We’re told in scripture: ‘God cannot lie.’ His character won’t let him lie so we can believe him. This is why we can trust God and believe his gospel truth: the Bible never lies to us.

Many groups try to prove the Bible wrong in ways: — in its historical fact, — in its future prophecy, — in its truth for everyday living. But they always just remain mute and quiet.

The best they can come up with is whether Judas committed suicide by jumping off a cliff or hanging himself. Maybe he hung himself over a cliff and the rope broke. Who knows? But the fact is he did commit suicide.

Christians are called ‘the just who live by faith,’ so everything we do should be by faith in God (Gal 3:11).

But the problem is we often buy into the world’s definitions of faith, which are not God’s definitions. “Self-help, do-it-yourself, positive thinking, New Age, name it and claim it, and even witchcraft.”

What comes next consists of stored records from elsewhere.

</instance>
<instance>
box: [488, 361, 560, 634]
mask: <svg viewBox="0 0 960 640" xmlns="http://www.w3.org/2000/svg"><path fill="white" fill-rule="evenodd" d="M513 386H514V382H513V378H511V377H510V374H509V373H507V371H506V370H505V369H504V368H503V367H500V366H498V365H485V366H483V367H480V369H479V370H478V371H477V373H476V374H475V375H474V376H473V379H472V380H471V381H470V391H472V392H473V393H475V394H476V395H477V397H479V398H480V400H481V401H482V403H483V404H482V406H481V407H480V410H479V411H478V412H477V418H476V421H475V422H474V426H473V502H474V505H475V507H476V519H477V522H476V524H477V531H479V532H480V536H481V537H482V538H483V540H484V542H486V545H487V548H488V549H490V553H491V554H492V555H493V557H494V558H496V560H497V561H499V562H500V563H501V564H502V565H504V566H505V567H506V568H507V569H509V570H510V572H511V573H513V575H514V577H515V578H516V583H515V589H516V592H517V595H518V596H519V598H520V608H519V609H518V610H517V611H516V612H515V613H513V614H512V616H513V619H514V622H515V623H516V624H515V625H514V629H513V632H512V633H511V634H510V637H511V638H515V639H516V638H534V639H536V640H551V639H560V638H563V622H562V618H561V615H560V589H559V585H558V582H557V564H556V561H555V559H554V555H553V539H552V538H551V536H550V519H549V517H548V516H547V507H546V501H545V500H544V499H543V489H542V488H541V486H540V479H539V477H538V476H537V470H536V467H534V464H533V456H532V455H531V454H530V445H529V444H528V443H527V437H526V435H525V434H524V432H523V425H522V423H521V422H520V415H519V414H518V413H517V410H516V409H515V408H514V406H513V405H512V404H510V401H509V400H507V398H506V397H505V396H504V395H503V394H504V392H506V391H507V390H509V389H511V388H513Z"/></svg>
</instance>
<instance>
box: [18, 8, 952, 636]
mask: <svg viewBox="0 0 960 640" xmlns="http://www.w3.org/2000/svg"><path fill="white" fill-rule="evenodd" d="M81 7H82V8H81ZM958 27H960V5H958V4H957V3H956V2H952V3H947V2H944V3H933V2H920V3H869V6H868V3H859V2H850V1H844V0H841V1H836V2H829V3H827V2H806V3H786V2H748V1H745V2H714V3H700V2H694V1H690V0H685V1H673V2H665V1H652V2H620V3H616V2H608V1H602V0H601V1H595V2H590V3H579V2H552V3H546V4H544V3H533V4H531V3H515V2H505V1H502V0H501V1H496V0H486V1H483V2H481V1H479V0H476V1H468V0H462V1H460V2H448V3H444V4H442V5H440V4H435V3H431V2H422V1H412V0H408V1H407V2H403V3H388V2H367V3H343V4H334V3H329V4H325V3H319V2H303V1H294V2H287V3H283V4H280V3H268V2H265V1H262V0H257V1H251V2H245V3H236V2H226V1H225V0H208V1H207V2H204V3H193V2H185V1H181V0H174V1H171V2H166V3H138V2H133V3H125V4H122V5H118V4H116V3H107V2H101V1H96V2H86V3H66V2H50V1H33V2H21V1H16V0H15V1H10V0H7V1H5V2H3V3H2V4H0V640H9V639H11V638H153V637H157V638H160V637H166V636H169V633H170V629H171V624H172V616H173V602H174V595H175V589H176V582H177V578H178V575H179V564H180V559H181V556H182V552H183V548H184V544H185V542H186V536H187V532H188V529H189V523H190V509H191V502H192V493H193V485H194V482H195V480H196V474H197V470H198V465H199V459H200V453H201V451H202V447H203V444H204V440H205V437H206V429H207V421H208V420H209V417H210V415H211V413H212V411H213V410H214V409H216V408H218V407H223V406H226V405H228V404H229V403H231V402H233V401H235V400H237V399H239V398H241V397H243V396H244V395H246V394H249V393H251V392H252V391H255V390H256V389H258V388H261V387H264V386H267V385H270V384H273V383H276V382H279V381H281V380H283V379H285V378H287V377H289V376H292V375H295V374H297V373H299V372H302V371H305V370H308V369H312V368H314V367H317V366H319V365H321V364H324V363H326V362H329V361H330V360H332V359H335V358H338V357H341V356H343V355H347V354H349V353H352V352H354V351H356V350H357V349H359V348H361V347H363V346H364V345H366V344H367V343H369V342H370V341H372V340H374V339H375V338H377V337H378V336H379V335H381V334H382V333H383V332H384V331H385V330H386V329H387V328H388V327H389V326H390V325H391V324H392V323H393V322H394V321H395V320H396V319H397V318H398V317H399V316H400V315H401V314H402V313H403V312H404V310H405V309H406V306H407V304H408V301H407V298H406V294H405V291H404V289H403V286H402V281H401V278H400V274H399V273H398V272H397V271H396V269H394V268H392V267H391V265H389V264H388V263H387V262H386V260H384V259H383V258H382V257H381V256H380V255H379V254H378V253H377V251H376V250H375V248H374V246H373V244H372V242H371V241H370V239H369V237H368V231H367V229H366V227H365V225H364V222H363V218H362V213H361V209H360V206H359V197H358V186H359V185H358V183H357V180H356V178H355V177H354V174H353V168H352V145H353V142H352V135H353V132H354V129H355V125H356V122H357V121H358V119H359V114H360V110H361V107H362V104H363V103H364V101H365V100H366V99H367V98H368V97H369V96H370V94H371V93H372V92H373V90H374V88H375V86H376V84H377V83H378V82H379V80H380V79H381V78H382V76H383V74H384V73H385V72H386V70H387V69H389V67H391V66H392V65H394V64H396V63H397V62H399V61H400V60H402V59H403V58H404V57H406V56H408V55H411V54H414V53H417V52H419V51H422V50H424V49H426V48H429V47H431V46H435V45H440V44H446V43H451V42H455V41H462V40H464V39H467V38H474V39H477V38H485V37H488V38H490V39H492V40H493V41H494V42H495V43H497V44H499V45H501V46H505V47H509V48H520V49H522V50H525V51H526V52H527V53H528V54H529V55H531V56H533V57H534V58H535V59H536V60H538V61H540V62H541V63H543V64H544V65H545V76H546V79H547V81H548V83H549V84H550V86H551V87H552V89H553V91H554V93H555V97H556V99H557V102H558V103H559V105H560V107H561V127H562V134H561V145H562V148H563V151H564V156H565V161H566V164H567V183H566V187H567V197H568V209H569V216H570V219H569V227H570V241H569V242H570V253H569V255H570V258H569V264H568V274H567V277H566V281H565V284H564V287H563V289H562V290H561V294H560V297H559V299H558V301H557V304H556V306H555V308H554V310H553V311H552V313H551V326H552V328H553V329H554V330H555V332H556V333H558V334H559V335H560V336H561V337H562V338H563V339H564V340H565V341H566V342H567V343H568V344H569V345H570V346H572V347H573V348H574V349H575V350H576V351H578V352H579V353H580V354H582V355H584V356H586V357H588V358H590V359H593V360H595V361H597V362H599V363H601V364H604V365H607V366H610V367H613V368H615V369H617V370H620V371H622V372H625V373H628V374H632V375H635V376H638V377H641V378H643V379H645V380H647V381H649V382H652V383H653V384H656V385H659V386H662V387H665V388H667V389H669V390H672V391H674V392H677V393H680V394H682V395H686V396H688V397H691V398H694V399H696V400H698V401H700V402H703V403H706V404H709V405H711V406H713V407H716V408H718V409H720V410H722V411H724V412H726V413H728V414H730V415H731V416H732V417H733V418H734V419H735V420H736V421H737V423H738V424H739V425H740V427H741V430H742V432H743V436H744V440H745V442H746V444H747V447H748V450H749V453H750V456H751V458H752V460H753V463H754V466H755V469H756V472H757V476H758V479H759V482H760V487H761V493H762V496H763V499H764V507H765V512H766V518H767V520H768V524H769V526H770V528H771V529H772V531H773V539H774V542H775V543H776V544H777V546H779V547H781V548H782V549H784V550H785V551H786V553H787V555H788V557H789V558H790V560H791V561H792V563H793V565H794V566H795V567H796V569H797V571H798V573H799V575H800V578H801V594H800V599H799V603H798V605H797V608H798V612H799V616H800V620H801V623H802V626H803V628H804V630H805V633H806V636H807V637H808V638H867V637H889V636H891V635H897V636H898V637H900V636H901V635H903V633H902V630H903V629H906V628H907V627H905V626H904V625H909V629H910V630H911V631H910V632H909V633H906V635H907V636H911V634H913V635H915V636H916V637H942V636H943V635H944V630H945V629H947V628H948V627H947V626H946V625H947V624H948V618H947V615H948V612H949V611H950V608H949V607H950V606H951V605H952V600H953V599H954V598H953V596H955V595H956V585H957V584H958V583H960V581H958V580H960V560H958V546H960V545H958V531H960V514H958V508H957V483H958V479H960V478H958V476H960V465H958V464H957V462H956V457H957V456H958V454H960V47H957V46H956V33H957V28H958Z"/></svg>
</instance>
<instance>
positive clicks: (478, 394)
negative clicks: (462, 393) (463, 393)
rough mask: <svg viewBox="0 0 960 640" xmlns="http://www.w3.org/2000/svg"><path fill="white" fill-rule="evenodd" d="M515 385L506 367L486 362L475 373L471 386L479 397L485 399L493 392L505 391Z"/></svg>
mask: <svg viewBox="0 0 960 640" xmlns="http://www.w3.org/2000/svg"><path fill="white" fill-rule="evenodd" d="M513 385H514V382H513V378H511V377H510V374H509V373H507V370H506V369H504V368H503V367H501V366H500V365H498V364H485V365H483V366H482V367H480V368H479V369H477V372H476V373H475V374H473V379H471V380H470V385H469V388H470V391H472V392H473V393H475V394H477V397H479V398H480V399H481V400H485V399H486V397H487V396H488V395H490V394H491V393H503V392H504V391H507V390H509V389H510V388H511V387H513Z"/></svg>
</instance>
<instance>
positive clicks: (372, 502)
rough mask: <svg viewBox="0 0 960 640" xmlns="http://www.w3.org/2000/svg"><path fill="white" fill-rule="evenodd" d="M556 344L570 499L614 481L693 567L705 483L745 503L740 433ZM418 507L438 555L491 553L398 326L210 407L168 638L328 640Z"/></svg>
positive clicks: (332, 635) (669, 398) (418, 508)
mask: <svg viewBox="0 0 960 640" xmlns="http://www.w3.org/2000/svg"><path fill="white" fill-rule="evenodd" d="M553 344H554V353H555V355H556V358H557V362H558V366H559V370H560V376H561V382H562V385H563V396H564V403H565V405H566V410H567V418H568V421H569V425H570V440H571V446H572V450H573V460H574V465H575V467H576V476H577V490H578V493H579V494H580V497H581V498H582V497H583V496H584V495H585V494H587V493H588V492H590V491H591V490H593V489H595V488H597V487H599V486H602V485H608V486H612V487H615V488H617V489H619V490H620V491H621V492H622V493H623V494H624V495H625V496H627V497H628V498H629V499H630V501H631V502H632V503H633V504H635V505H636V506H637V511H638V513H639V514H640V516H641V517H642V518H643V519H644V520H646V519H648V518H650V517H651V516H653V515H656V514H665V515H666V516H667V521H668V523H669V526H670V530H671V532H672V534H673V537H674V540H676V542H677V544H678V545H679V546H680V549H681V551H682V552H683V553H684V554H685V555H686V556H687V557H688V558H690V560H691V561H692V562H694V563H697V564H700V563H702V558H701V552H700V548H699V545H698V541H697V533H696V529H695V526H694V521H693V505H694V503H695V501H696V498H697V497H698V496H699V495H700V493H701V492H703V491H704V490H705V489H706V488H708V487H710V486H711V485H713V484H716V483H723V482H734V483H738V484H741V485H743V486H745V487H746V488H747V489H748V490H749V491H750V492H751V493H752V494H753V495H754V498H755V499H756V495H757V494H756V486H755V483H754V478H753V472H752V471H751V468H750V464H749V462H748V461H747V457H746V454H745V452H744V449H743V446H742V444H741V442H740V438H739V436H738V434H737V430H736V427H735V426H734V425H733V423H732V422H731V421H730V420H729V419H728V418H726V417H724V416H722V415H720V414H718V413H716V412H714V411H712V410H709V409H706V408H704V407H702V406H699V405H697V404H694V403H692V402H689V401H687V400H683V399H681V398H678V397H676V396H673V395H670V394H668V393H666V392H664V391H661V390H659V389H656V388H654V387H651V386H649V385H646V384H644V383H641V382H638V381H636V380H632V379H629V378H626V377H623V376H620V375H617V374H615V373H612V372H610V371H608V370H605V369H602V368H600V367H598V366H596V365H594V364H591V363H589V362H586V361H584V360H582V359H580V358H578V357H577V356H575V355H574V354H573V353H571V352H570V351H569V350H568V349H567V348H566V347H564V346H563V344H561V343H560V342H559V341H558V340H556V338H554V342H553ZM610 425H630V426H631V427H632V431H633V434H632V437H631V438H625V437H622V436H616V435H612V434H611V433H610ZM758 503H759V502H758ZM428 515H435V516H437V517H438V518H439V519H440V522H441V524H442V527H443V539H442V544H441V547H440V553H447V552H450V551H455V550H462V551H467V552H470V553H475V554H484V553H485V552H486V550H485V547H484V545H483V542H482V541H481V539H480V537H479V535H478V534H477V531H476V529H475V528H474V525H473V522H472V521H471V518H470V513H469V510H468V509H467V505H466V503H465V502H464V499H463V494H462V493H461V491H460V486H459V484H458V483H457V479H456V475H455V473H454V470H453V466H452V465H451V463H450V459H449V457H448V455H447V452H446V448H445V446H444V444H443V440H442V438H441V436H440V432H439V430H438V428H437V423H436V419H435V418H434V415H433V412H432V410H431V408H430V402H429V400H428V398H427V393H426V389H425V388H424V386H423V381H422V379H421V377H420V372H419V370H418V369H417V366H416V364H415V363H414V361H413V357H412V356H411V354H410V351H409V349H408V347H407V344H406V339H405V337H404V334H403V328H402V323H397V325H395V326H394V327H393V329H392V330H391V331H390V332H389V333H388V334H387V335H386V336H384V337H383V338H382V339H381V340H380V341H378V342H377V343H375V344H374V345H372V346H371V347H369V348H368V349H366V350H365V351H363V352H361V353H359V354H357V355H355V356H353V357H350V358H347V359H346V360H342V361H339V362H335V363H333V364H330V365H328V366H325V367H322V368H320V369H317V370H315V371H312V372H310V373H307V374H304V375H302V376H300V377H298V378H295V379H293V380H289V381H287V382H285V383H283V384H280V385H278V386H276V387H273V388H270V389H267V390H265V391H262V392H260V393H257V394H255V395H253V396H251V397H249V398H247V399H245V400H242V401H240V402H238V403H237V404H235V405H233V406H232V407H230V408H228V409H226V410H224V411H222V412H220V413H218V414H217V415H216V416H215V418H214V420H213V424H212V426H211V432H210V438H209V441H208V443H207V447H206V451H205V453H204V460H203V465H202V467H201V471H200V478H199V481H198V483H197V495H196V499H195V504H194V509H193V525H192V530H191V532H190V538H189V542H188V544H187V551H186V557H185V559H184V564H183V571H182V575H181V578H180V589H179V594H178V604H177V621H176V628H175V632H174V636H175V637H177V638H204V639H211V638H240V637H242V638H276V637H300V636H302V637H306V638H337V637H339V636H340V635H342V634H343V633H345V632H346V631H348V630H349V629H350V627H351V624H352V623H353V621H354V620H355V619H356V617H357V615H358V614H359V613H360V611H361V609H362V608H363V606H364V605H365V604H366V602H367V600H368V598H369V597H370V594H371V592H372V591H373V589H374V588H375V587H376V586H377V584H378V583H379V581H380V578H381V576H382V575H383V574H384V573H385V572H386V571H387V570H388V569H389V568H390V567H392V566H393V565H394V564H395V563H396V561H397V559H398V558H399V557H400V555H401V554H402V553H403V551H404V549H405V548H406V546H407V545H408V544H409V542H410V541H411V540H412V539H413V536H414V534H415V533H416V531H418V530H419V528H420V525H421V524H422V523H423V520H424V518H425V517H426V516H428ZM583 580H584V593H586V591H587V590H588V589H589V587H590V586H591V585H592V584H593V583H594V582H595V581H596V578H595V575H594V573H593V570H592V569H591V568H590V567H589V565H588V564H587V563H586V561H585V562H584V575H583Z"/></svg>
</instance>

Faith is simply us trusting God enough to believe what he says, and take it into our hearts as fact and reality. So faith is our response to God’s stated faithfulness to us.

Trusting God is the easiest thing in the world if you believe him. But the problem is that most of us hear so many other theories, opinions, speculations, and even fantasies that we tend to latch on to anything that comes down the Pike.

This is not biblical faith. This is not ‘the just who live by faith.’